“Some of the best moments in my life came because of that league and that team.”

Many memories fade as time passes with the details becoming less vivid and one story occasionally blurring into another.

Yet, all these years later Tony Nocita can still remember as if it was yesterday how his professional soccer dream first germinated, was then fuelled by appearances with the national team and ultimately became a reality in his hometown with the Winnipeg Fury and the Canadian Soccer League in the late 1980s.

And while the Fury disappeared from Winnipeg’s sporting landscape in the mid-90s, the foundation built by the organization locally and the CSL nationally are part of the history that led to the establishment of Valour FC and the Canadian Premier League in 2019.

Nocita and the Fury have been honoured through Valour’s main white and maroon kit this season and a collection of players and staff from their 1992 CSL championship will be saluted at Sunday’s home match against Atlético Ottawa.

Tony Nocita from his playing days with the Winnipeg Fury

“When the Fury and the CSL came on the scene, it truly meant everything to me and to other players,” said Nocita this week in a chat with “Before the Fury came the only other professional opportunity was playing in the later stages of the North American Soccer League, which was coming to its end – and there was a three or four-year period where there was nothing going on except a few start-up leagues in the U.S. – or in Europe. And Europe was an anomaly for everyone at the time.
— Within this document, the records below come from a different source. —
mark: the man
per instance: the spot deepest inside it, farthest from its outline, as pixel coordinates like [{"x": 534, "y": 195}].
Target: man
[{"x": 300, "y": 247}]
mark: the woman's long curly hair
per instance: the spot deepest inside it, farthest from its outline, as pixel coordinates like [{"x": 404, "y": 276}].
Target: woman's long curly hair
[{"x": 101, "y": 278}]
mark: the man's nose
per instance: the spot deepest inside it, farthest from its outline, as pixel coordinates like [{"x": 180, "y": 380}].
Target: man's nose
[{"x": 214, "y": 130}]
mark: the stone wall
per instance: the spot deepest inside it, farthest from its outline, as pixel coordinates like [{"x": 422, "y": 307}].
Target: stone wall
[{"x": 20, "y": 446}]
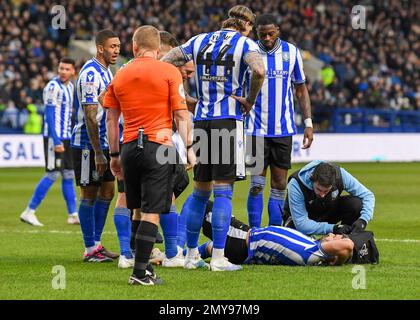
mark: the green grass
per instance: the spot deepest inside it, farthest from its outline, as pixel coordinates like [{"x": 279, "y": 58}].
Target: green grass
[{"x": 27, "y": 258}]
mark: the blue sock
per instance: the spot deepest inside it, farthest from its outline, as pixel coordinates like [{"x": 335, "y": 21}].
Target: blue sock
[
  {"x": 101, "y": 211},
  {"x": 255, "y": 202},
  {"x": 87, "y": 221},
  {"x": 169, "y": 224},
  {"x": 122, "y": 223},
  {"x": 41, "y": 189},
  {"x": 69, "y": 193},
  {"x": 275, "y": 207},
  {"x": 222, "y": 212},
  {"x": 182, "y": 224},
  {"x": 195, "y": 211},
  {"x": 203, "y": 250}
]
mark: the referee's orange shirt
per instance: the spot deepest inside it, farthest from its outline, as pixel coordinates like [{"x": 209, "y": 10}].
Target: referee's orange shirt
[{"x": 147, "y": 91}]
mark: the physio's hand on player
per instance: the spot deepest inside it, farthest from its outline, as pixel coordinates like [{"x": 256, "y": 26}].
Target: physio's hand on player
[
  {"x": 116, "y": 169},
  {"x": 191, "y": 103},
  {"x": 358, "y": 225},
  {"x": 342, "y": 229},
  {"x": 59, "y": 148},
  {"x": 308, "y": 137},
  {"x": 191, "y": 157},
  {"x": 100, "y": 163},
  {"x": 245, "y": 103}
]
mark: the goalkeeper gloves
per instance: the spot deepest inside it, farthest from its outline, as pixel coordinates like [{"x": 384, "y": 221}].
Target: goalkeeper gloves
[
  {"x": 342, "y": 229},
  {"x": 358, "y": 225}
]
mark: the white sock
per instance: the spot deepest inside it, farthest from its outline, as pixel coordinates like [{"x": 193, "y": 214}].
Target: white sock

Back then, how do you even start thinking about that?

“So, when the CSL got announced it was, ‘Oh my God… I can’t believe this is actually happening!’ I can’t tell you how much of an impact this had on me because I just wanted an opportunity to play professionally so badly and then to have the chance to do it locally, it meant everything.”

Founded in 1987 by Ralph Cantafio – an iconic figure in the sport in this town who had the soccer complex on Waverly Street named in his honour in 2016 – the Fury and the CSL were born after Canada’s first appearance at the World Cup in 1986 in Mexico.
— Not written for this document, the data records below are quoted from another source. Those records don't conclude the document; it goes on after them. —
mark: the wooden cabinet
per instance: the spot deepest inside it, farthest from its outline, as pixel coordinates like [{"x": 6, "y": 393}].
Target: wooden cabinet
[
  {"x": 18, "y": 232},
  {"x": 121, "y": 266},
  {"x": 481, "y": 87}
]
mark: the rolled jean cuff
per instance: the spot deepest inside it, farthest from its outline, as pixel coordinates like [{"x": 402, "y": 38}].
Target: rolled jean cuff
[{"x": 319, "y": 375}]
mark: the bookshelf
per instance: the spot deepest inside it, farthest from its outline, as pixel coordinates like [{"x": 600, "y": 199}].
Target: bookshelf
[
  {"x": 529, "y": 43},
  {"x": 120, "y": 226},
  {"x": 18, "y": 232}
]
The franchise would be one of four teams to play every year in the CSL, winning the last Mita Cup in 1992 in an upset over the powerhouse Vancouver 86ers, and then one more season in 1993 as part of the Canadian National Soccer League.

A Winnipeg product, Nocita was truly bitten by the soccer bug when he was 12 and won a local soccer skills competition and was the Manitoba representative at a national event at Olympic Stadium in Montreal which was wrapped around the Canadian men’s national team playing France in a friendly.

“I remember coming home and thinking, ‘This is what I want to do. I want to play for Canada one day,’” said Nocita. “I was just a young kid that didn’t know any better, but that experience galvanized my love for the game.”

Nocita was invited to the Olympic team camp in 1984 and made his debut for the national team in 1987 in a friendly against Honduras, ultimately earning eight caps for Canada. He was also the first pick of the Fury in ’87 and served as team captain while being the face of the franchise.

“It was a bit of double-edged sword sometimes,” he said. “After the season a lot of guys would go home but it was unchartered waters for me being here year-round, dealing with the local press, the community and the pressures of living up to expectations. In hindsight, it was a lot of things I enjoyed living through and finding out about and I think it helped make me into the person I am today.”

Amazingly, while juggling all that he was also attending university and earned his Master’s in Architecture in 1993. He now serves as a partner in business development for M Builds (formerly Manshield), a construction company he has been with for 28 years.

Nocita played until he was 45 – helping Sons of Italy win a national title in 1992 – and serves as the head coach of the FC Winnipeg Lions (formerly Sons of Italy). He has also coached several teams for the Manitoba Soccer Association and guided Manitoba’s squad at two Canada Games.

What Nocita sees now with Valour FC and the CPL is so reminiscent of his days with the Fury. Canada needs men’s and women’s domestic soccer leagues to help grow the game, to help develop players and, just as important, help fuel the dreams the sport’s youngest players.

The Winnipeg Fury’s inaugural squad from 1987

“It was of immense importance that the league and the Fury came along,” Nocita said. “Back then the game was growing dramatically in participation, but there was no end goal after you turned 18, unless you got a university scholarship and back then even that was rare. It was about the opportunity for young players and a great breeding ground for our national team.

“It helped answer a lot of questions about the future of soccer in this country for the next 10-15 years because it really exploded. We became a truly Canadian league. It was so important for me as an athlete and opened the doors for the game to really grow.

“Some of the best moments in my life came because of that league and that team,” Nocita added. “It didn’t come without its pressures, but you I could play in front of friends and family. It was you could learn to deal with that, or not have a league at all. That’s why it was so important then, and so important now.”